Courtroom psychologists declared that Jonathan had suffered dissociative effects of paranoid schizophrenia; the court found him not guilty by reason of insanity. Now age 39, Jonathan has spent the past seven years in Ohio’s Summit Behavioral Healthcare Hospital undergoing treatment, and he’s about to be released back into the outside world.
BBC reporter Louis Theroux visited Jonathan and other inmates at Summit to examine the big question weighing on the hospital’s staff: how do you know when a criminally insane murderer is no longer a danger to society? Theroux acknowledges that people with mental disorders are much more likely to become victims of violence rather than commit violence themselves.
But he also cites the case of Eric, an older man who after four years at Summit, went out on a hospital-approved weekend pass. Eric stopped taking his meds and ended up shooting two random people at a bar. Now he’ll never leave the hospital for the rest of his life. These days, he pushes around a cart filled with stuffed animals and hygiene products for his fellow inmates. His care will cost the state thousands if not millions of dollars, but better to invest in his care than risk harming anyone.
The hospital tries to rehabilitate patients by talking through their feelings and histories in individual and group therapy sessions. The staff administers psychiatric medications and life-skills classes to teach inmates how to prepare for job interviews, how to cook and maintain an apartment on their own, and how to recover from alcohol and drug addiction.

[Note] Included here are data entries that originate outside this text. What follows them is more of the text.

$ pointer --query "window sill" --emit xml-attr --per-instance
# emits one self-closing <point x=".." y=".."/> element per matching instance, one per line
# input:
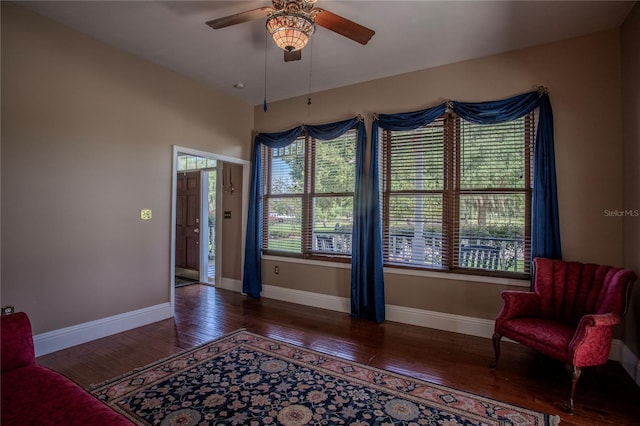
<point x="413" y="272"/>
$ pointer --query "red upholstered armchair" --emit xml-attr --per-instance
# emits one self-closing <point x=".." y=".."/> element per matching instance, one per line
<point x="570" y="314"/>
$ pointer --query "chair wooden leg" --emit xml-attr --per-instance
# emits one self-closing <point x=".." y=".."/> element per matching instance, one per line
<point x="496" y="349"/>
<point x="574" y="372"/>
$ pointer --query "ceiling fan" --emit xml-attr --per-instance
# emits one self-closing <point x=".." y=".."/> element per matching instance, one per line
<point x="291" y="23"/>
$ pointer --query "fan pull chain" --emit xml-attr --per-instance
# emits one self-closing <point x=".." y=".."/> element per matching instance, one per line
<point x="310" y="75"/>
<point x="264" y="103"/>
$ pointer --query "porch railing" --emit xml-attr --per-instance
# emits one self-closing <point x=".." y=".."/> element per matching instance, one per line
<point x="427" y="250"/>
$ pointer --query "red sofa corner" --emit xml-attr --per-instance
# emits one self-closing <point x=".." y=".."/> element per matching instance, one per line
<point x="36" y="395"/>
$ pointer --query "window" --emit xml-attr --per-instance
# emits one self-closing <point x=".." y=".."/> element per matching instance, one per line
<point x="308" y="191"/>
<point x="456" y="196"/>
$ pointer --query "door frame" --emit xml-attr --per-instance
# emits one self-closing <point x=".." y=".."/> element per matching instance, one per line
<point x="246" y="170"/>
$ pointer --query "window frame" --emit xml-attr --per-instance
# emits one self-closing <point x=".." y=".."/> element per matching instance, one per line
<point x="307" y="197"/>
<point x="451" y="198"/>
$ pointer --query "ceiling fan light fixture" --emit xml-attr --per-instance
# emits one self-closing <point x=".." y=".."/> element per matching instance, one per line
<point x="290" y="32"/>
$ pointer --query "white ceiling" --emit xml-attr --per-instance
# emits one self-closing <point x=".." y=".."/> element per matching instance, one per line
<point x="410" y="35"/>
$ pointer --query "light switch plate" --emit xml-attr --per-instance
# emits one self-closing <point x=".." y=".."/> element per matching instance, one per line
<point x="145" y="214"/>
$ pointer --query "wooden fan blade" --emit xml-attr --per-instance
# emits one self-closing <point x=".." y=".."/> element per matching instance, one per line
<point x="296" y="55"/>
<point x="343" y="26"/>
<point x="239" y="18"/>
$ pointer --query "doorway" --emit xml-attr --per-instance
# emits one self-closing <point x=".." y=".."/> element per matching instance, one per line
<point x="196" y="204"/>
<point x="222" y="223"/>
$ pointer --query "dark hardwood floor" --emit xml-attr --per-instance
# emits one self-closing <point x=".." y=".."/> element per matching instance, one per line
<point x="605" y="395"/>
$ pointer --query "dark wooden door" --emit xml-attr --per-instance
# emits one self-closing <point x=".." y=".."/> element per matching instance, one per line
<point x="188" y="220"/>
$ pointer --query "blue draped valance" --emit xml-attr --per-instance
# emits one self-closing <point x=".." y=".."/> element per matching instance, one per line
<point x="367" y="279"/>
<point x="252" y="277"/>
<point x="545" y="236"/>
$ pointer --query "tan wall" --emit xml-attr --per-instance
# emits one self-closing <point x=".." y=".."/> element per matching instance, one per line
<point x="87" y="136"/>
<point x="583" y="77"/>
<point x="631" y="166"/>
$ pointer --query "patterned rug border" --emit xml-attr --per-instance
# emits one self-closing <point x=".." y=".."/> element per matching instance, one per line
<point x="94" y="387"/>
<point x="389" y="381"/>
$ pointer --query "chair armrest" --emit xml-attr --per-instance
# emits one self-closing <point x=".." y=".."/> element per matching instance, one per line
<point x="519" y="304"/>
<point x="16" y="341"/>
<point x="591" y="343"/>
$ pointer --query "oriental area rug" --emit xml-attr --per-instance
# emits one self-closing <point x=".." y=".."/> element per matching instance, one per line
<point x="247" y="379"/>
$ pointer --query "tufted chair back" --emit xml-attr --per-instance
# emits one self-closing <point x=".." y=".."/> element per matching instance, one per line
<point x="570" y="290"/>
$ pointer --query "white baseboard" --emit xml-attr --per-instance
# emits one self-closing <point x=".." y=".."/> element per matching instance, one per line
<point x="63" y="338"/>
<point x="230" y="284"/>
<point x="472" y="326"/>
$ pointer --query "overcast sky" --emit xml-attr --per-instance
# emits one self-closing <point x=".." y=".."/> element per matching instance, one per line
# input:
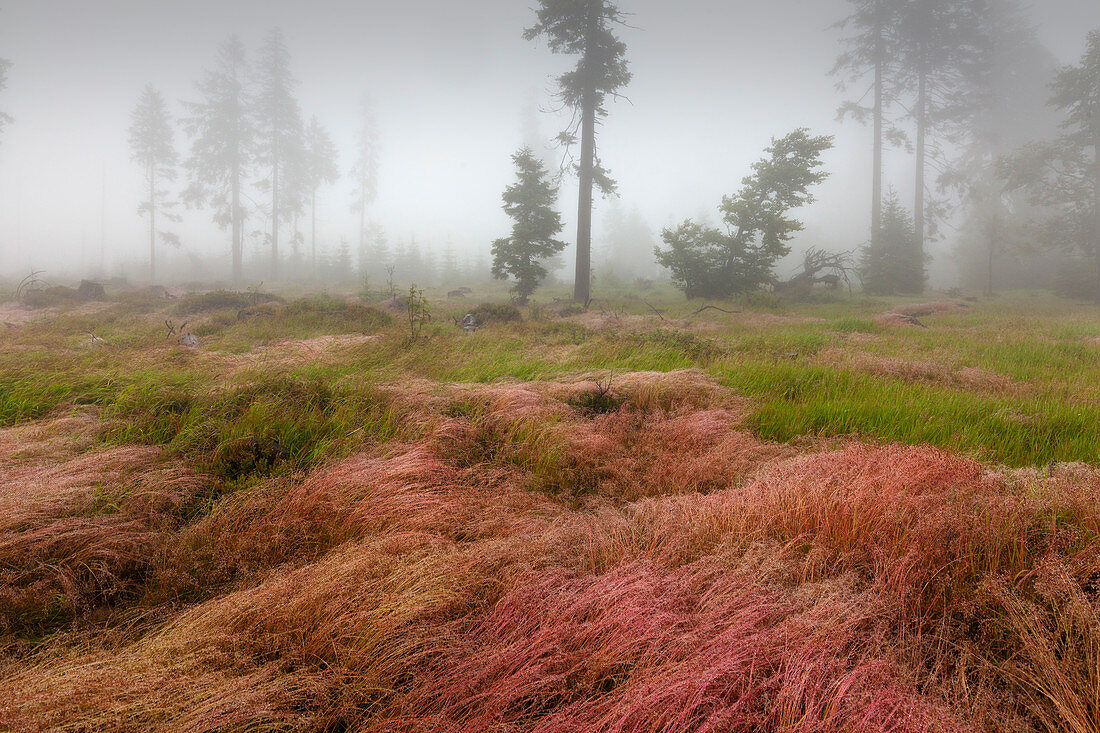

A team of clinicians, mental health doctors, and social workers help patients set goals and work towards eventual release from the hospital.
It’s an admirable system, but it’s also a grim reminder of how inaccessible mental healthcare remains for many Americans. Expensive insurance costs, a lack of mental healthcare providers nationwide, and the social stigma around mental illness prevent millions of Americans from seeking preventative care. The costs are high, but ignoring mental health can literally cost patients and other citizens their very lives.